Tumor Dosimetry Using [124I]m-iodobenzylguanidine MicroPET/CT for [131I]m-iodobenzylguanidine Treatment of Neuroblastoma in a Murine Xenograft Model

Purpose: [I-124]m-iodobenzylguanidine (I-124-mIBG) provides a quantitative tool for pretherapy tumor imaging and dosimetry when performed before [I-131]m-iodobenzylguanidine (I-131-mIBG) targeted radionuclide therapy of neuroblastoma. I-124 (T-1/2 = 4.2 days) has a comparable half-life to that of I-131 (T-1/2 = 8.02 days) and can be imaged by positron emission tomography (PET) for accurate quantification of the radiotracer distribution. We estimated expected radiation dose in tumors from I-131-mIBG therapy using I-124-mIBG microPET/CT imaging data in a murine xenograft model of neuroblastoma transduced to express high levels of the human norepinephrine transporter (hNET). Procedures: In order to enhance mIBG uptake for in vivo imaging and therapy, NB 1691-luciferase (NB1691) human neuroblastoma cells were engineered to express high levels of hNET protein by lentiviral transduction (NB1691-hNET). Both NB1691 and NB1691-hNET cells were implanted subcutaneously and into renal capsules in athymic mice. I-124-mIBG (4.2-6.5 MBq) was administered intravenously for microPET/CT imaging at 5 time points over 95 h (0.5, 3-5, 24, 48, and 93-95 h median time points).
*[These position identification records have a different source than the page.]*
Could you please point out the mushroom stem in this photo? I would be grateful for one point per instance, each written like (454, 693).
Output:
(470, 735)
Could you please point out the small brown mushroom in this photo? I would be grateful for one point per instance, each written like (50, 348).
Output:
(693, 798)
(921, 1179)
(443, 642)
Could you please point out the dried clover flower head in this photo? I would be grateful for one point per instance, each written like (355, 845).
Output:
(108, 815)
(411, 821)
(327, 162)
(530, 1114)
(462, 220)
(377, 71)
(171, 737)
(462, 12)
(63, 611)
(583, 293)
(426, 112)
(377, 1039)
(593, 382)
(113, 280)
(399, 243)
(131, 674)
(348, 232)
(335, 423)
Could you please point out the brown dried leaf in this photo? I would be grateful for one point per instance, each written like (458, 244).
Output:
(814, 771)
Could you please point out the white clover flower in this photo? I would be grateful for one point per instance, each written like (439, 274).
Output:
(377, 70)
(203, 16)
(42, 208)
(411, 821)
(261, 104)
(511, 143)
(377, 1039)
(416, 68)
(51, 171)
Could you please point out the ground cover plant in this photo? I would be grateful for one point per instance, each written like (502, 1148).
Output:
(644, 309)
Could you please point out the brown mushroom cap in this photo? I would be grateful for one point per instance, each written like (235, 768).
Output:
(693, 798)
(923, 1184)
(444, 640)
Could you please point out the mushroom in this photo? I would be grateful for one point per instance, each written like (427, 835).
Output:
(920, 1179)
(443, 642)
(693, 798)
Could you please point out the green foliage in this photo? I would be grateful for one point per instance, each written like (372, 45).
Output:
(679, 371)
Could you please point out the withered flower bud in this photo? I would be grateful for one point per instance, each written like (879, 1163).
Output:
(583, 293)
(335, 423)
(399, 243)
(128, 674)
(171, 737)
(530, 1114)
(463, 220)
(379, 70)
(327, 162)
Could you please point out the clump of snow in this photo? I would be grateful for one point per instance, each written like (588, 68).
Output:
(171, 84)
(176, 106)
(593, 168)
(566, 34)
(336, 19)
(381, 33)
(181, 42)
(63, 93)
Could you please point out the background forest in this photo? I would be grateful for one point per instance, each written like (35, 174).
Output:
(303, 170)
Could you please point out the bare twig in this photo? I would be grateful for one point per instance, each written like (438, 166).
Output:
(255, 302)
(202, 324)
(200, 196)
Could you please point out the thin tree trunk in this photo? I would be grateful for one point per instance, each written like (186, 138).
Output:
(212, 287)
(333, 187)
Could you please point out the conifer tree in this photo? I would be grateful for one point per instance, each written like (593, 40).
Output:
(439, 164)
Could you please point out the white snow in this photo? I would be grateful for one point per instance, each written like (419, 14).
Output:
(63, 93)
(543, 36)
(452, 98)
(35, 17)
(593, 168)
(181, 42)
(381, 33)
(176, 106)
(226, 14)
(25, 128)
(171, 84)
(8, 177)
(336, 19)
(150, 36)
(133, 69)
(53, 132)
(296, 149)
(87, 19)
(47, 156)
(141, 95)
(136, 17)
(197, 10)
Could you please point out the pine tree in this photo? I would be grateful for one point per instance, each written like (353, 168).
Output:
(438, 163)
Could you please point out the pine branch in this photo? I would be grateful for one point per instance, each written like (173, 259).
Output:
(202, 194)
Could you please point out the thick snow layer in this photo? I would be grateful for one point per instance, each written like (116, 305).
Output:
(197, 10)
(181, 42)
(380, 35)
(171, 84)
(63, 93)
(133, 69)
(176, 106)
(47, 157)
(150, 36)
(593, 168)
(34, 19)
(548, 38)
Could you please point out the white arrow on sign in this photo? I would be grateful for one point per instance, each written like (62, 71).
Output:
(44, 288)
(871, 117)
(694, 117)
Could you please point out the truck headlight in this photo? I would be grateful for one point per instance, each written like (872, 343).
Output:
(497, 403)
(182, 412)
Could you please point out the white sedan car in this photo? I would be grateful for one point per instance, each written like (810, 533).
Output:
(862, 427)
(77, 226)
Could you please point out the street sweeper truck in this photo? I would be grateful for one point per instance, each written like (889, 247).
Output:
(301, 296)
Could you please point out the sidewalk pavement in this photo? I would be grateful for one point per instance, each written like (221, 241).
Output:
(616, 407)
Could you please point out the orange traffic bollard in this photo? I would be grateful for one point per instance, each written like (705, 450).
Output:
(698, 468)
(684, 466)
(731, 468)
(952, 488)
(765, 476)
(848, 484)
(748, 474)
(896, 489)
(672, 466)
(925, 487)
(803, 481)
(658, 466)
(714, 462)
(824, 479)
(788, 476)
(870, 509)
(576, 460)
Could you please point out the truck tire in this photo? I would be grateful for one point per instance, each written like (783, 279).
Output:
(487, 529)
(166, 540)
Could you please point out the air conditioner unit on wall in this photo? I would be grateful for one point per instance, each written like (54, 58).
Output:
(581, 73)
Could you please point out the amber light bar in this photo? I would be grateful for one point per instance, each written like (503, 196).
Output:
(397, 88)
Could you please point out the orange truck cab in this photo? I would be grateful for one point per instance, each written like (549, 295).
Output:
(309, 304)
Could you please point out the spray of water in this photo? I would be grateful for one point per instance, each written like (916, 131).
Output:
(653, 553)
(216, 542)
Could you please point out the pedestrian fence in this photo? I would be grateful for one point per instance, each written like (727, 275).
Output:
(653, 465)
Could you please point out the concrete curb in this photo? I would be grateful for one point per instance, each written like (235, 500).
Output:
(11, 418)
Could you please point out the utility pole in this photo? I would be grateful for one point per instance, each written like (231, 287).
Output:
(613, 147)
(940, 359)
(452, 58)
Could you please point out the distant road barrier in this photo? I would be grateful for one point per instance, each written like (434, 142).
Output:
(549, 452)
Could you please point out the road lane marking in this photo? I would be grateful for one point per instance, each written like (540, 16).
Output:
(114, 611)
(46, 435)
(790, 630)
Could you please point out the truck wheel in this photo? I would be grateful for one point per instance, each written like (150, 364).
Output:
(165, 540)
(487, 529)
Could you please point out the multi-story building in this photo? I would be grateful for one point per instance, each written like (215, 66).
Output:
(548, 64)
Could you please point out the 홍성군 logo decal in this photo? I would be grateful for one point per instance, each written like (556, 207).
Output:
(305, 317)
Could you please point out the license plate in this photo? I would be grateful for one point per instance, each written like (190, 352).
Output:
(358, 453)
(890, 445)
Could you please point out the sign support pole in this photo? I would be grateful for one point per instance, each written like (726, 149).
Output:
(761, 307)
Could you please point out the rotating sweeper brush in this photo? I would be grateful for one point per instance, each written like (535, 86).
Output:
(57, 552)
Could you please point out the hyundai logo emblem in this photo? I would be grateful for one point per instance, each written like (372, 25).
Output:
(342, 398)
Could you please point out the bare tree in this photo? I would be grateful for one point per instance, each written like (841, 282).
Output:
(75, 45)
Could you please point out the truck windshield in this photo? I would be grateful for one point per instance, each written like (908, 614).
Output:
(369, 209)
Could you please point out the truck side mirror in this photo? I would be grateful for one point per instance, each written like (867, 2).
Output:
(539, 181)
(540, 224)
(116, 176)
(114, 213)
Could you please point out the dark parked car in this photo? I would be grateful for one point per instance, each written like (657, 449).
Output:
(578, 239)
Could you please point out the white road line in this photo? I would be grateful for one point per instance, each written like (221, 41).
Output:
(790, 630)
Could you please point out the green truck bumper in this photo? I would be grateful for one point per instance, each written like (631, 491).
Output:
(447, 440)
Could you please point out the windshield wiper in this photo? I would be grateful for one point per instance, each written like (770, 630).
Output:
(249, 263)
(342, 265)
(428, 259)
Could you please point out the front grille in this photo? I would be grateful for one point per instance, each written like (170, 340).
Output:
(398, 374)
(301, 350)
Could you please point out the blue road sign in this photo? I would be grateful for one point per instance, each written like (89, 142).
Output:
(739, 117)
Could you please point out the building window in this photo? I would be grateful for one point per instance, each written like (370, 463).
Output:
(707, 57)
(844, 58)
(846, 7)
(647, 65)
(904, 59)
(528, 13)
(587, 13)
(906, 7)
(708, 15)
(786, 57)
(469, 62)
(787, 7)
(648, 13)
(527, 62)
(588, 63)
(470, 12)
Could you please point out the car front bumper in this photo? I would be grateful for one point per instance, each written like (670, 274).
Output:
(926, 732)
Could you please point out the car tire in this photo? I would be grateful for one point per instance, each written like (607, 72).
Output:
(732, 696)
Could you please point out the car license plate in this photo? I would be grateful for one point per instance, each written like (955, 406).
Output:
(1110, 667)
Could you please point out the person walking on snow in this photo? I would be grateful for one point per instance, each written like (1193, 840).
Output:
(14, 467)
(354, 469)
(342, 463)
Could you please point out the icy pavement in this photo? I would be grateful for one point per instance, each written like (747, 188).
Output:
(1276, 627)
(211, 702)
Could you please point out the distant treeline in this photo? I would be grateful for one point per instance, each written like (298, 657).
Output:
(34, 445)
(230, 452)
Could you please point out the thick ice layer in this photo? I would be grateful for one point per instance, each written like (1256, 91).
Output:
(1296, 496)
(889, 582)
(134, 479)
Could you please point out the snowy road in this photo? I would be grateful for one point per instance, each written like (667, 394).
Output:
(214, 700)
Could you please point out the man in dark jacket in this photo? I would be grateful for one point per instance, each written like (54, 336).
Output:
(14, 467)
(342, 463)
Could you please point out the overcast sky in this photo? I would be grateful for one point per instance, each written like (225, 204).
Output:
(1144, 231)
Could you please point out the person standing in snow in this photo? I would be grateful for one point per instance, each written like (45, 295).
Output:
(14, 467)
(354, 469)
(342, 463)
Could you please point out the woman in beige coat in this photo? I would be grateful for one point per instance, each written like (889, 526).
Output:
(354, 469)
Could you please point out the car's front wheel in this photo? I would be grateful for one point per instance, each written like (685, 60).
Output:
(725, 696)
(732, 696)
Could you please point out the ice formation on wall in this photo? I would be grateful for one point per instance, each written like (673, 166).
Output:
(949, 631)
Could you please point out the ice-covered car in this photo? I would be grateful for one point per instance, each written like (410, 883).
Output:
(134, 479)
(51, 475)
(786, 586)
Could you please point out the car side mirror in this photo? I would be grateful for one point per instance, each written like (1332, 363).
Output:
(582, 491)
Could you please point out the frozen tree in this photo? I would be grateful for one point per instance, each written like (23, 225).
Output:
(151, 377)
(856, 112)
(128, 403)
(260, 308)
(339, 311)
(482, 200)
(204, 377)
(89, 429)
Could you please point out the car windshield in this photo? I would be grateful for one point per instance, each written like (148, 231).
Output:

In vivo biodistribution data in normal organs, tumors, and whole-body were collected from reconstructed PET images corrected for photon attenuation using the CT-based attenuation map. Organ and tumor dosimetry were determined for I-124-mIBG. Dose estimates for I-131-mIBG were made, assuming the same in vivo biodistribution as I-124-mIBG. Results: All NB1691-hNET tumors had significant uptake and retention of I-124-mIBG, whereas unmodified NB1691 tumors did not demonstrate quantifiable mIBG uptake in vivo, despite in vitro uptake. I-124-mIBG with microPET/CT provided an accurate three-dimensional tool for estimating the radiation dose that would be delivered with I-131-mIBG therapy. For example, in our model system, we estimated that the administration of I-131-mIBG in the range of 52.8-206 MBq would deliver 20 Gy to tumors. Conclusions: The overexpression of hNET was found to be critical for I-124-mIBG uptake and retention in vivo. The quantitative I-124-mIBG PET/CT is a promising new tool to predict tumor radiation doses with I-131-mIBG therapy of neuroblastoma. This methodology may be applied to tumor dosimetry of I-131-mIBG therapy in human subjects using I-124-mIBG pretherapy PET/CT data.